- Type: NHS board
- Established: 1 April 2004
- Headquarters: 37 South Beach Stornoway HS1 2BB
- Region served: Outer Hebrides
- Hospitals: St Brendan's Hospital; Uist and Barra Hospital; Western Isles Hospital;
- Staff: 821 (2017/18)
- Website: www.wihb.scot.nhs.uk

= NHS Western Isles =

Health board serving the Outer Hebrides, Scotland

NHS Western Isles (NHS nan Eilean Siar) is an NHS board serving the Outer Hebrides (Western Isles) of Scotland. It is one of the fourteen regions of NHS Scotland. NHS Western Isles is responsible for providing primary and secondary healthcare to the 26,000 people in the Outer Hebrides. It employs over 1,000 staff (excluding GPs and dentists).

NHS Western Isles NHS has three hospitals. The largest is the Western Isles Hospital, a rural general hospital located in Stornoway. It was opened in 1992 with a range of hospital acute specialities, psychiatry and care of the elderly. Some consultant led services are provided in the Western Isles hospital by consultants based in mainland hospitals. The hospital also includes diagnostic facilities, day hospital, laboratory and Allied Health Professionals and other services.

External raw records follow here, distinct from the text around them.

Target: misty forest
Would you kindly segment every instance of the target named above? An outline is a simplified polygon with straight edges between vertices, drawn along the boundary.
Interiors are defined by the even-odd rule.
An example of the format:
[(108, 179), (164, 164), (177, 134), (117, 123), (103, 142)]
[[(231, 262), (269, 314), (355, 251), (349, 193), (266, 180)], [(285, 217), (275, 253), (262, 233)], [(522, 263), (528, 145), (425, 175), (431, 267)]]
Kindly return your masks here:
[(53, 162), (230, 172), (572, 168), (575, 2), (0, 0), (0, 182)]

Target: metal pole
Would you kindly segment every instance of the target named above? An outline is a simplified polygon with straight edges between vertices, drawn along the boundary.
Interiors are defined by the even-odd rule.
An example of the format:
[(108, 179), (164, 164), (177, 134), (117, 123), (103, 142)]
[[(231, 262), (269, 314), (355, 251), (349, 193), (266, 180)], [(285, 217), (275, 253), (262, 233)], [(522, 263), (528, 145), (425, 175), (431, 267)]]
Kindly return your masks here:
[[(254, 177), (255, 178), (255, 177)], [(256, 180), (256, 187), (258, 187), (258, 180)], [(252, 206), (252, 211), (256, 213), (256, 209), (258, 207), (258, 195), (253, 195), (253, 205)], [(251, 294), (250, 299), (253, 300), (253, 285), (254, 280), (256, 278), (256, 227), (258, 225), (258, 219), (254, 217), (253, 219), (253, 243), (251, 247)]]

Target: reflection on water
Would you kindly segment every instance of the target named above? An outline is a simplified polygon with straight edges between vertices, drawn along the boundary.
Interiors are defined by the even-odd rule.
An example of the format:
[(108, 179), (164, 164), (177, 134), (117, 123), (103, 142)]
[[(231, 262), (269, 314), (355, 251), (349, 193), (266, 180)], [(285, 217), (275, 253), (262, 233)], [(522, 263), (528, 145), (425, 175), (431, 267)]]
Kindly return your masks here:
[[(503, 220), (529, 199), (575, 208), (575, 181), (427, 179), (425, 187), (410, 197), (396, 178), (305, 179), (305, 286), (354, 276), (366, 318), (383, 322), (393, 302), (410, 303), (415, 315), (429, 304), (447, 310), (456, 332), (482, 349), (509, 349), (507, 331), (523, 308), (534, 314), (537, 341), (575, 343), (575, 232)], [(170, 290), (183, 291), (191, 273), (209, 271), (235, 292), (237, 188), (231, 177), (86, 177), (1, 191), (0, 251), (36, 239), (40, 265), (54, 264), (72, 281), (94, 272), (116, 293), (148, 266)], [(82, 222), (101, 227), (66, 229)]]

The Uist and Barra Hospital is located in Benbecula, and was opened in 2001. It provides a local service for the population of the Southern Isles. The hospital has 29 beds, and provides care of the elderly, GP Acute and Midwifery led maternity services. Many of the Consultants from the Western Isles Hospital, and some from mainland Boards, visit the Uist & Barra Hospital to provide outpatient services.

St. Brendan's Hospital, with five beds, is located in Castlebay on the Isle of Barra and is in a shared building with a Local Authority Residential facility. It is supported by the local GP Practice to provide care of the elderly and other services.

General practitioners from nine different GP practices provide services at fourteen sites across the Western Isles.

The Western Isles Dental Centre is located in Stornoway, adjacent to the Western Isles Hospital; the dental centre opened In December 2010.

The board has a Baby friendly initiative award, presented to staff in both hospital and community divisions in June 2015.

In 2011, the health board spent over £2.1 million in a year on flights alone for patient travel, equivalent to £80 per individual served out of the 26000 strong population.